Dorothy Parker was born during a hurricane in 1893 — and finally officially laid to rest Monday, the day after Tropical Storm Henri hit the city, when the Jazz Age writer’s tombstone was unveiled in The Bronx.
The quirky unveiling ceremony at Woodlawn Cemetery was befitting the famed humorist — and capped a yearslong effort to ensure Parker received a proper resting spot.
“This is finally her homecoming to her beloved New York City,” said Kevin Fitzpatrick, president of the Dorothy Parker Society, a non-profit that promotes the work of the writer and member of the Algonquin Hotel’s famed Round Table of authors, humorists and actors.
The sun came out for the memorial, which featured a jazz band and readings from Parker’s work. One woman dressed in vintage flapper chic, and many attendees brought flasks of gin that they poured on the grave.
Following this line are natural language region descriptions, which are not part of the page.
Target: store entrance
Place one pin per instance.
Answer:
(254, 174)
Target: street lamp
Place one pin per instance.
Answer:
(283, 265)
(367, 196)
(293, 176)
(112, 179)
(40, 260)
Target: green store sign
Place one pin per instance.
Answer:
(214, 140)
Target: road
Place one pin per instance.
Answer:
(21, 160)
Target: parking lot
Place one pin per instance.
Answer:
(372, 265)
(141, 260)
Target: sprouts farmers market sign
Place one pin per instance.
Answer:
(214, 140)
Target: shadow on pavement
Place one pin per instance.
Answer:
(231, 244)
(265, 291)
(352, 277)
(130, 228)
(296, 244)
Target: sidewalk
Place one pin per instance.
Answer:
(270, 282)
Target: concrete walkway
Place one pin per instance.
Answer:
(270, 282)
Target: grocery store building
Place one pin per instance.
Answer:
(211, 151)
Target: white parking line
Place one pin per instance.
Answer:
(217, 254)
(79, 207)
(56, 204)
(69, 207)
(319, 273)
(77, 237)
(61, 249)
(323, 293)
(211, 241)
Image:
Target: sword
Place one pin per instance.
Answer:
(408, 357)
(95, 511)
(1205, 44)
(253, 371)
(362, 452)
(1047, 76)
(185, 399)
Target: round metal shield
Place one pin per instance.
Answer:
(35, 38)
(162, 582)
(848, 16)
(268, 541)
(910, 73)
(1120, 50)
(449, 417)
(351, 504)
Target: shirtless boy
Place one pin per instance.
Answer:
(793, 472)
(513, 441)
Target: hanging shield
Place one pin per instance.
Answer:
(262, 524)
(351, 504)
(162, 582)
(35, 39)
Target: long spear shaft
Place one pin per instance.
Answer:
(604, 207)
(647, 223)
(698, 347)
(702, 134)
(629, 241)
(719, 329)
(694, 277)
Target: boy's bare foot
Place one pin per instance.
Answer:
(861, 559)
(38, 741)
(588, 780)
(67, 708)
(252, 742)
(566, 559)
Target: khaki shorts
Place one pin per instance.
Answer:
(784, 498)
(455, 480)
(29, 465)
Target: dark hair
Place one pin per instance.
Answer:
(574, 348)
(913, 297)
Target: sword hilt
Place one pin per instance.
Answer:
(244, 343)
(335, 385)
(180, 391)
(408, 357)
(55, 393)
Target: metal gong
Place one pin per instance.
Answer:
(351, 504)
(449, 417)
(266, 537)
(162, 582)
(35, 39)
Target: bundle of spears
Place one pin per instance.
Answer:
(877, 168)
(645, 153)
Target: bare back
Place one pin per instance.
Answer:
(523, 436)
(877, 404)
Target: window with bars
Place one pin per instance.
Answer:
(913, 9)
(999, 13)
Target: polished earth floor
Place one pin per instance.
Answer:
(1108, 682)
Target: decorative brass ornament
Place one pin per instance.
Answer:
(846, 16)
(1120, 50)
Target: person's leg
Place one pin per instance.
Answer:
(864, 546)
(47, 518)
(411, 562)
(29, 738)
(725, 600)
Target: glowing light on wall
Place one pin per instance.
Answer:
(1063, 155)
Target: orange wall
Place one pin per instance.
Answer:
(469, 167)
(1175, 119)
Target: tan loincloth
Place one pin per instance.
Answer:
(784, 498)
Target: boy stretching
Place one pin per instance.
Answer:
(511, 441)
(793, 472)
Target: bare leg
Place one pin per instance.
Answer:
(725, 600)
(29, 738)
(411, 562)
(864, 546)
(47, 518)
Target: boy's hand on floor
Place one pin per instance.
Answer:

Parker was a big fan of gin martinis.
Members of Parker’s family traveled from their home in upstate New York for the service, which was originally scheduled to coincide with her birthday Sunday.
But Henri’s threat of hurricane-force wind and rains shut down the cemetery, and organizers were forced to postpone the event for a day.
Although the satirist and poet died in 1967, her ashes took a circuitous route, starting after it was revealed she left her entire estate, including all future royalties, to Martin Luther King Jr.
Upon his death, her estate was to become the property of the NAACP.
But her will left no instructions on what to do with her remains.
As a result, her ashes sat in an urn in a Westchester crematory for six years before they were sent to the Manhattan office of her lawyer, where they languished in a filing cabinet for another 15 years.
In 1988, after gossip columnist Liz Smith wrote about the fate of Parker’s ashes, the NAACP decided to create a memorial for her outside its Baltimore headquarters.
But when the group announced it was thinking of moving to Washington, DC, in 2006, Parker’s family demanded that her ashes be disinterred and returned to New York.
Her ashes were buried in 2020 at the family’s plot at Woodlawn, with Monday’s ceremony revealing her headstone.
It features hand-carved roses and takes its inscription from one of Parker’s poems, published in the New York World In 1925.
“Leave for her a red young rose,” reads the inscription. “Go your way, and save your pity; She is happy, for she knows that her dust is very pretty.”
Parker was famous for her sayings, which included, “Men seldom make passes at girls who wear glasses,” and “Beauty is only skin deep, but ugly goes clean to the bone.”
The New York Distilling Company in Williamsburg issued a commemorative gin to pay for the headstone.
Along with the gin, mourners left red roses near Parker’s grave, which lies next to those of her parents and grandparents.
The family plot is in a section of the 400-acre cemetery that includes the graves of writers such as Herman Melville and E.L. Doctorow — as well as a man dubbed “The Father of Mixology,’’ 19th century New York City bartender Jerry Thomas.